Pillar-Biters: Columnar Devotion as a Trope and Reality in Early Modern Europe

When and Where

Friday, March 04, 2022 2:00 pm to 4:00 pm
Online Event

Speakers

Daniel Jütte (New York University)

Description

Friday, 4 March 2022, 2:00 p.m. (Toronto time) via Zoom. To attend this talk, please send email to Megan Armstrong at marmstr@mcmaster.ca and ask her to register you for the talk. One day before the event you will receive an email containing access information to the lecture.

A common motif in late medieval and early modern Northern European art is the “pillar-biter” – a man, or occasionally also a woman, biting into a column. The iconographic meaning has been established: the motif denoted religious hypocrisy and the dissimulation of piety. But why exactly did premodern Europeans associate religious hypocrisy with columns? This question leads into a larger (and largely unstudied) issue: an unease with columns that runs deep in the Christian tradition. The case of the pillar-biter motif can serve as a starting point for a broader discussion of this phenomenon.

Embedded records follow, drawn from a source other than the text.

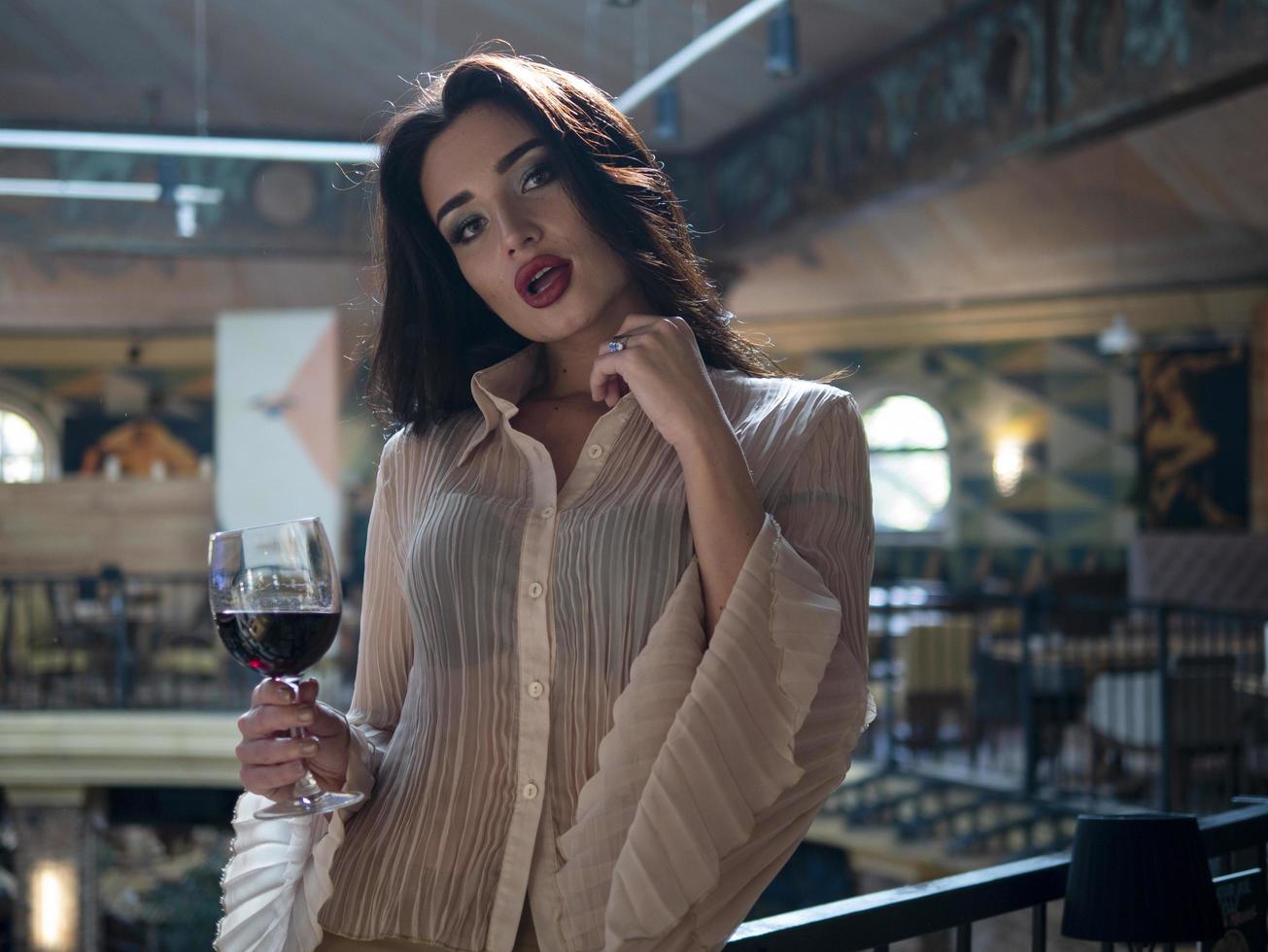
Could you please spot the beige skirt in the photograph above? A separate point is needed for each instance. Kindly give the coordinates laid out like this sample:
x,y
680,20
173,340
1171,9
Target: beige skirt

To the modern beholder, the column may seem a mere architectural element, but, as this talk argues, premodern viewers associated it with a host of religious and devotional practices that have since fallen into oblivion.

Daniel Jütte is Associate Professor of History at New York University. He is the author of The Strait Gate: Thresholds and Power in Western History (Yale University Press, 2015), as well as The Age of Secrecy: Jews, Christians, and the Economy of Secrets, 1400–1800 (Yale University Press, 2015; first German ed.
2011). His current book project is titled Transparency: The Material History of an Idea.